Fast-food workers vow to battle effort to overturn new California law
Add Axios as your preferred source to
see more of our stories on Google.

Illustration: Natalie Peeples/Axios
A coalition of business owners in California announced yesterday they had enough signatures for a ballot measure to overturn a historic law that will give fast-food workers more power.
Why it matters: The law gives California fast-food workers more say on wages, hours and working conditions.
- Democratic Gov.
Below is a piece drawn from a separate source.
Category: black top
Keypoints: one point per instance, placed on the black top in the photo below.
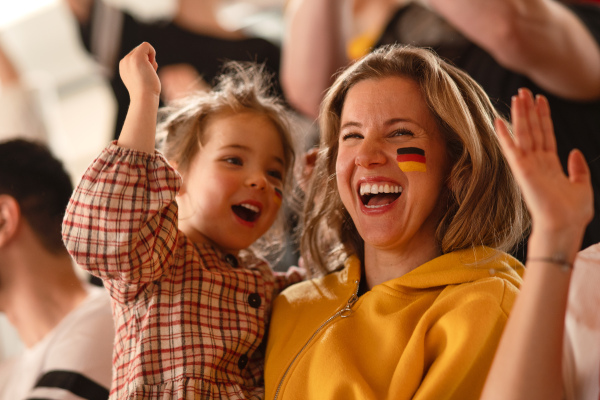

Gavin Newsom signed the Fast Food Accountability and Standards Recovery Act, or AB 257, on Labor Day despite major opposition from business groups, who said it would make owning a fast-food business much harder and more expensive.
Driving the news: The coalition, headed by the National Restaurant Association, the U.S. Chamber of Commerce and the International Franchise Association, said Monday it had gathered over a million signatures to get the issue on the 2024 ballot.
- The coalition says the law would increase food prices at restaurants by as much as 20% while creating "a massive new government bureaucracy to regulate locally owned restaurants."
The other side: Union leaders and workers who helped get the law passed denounced the effort.
- "Although the fast-food corporations are spending millions of dollars to lie to California voters and to silence their workers, we will not allow them to undo this massive victory," Angelica Hernandez, a McDonald's employee, said in Spanish during a news conference yesterday.
What's next: California counties have to count the signatures and make sure they're valid. If the coalition has enough signatures (it needs about 623,000), the law, which is set to take effect Jan. 1, will be put on hold until voters decide its fate.
- Mary Kay Henry, Service Employees International Union president, said the organization will do whatever it takes to keep the law intact, adding that they won't use traditional tactics like TV ads but will focus on grassroots mobilization.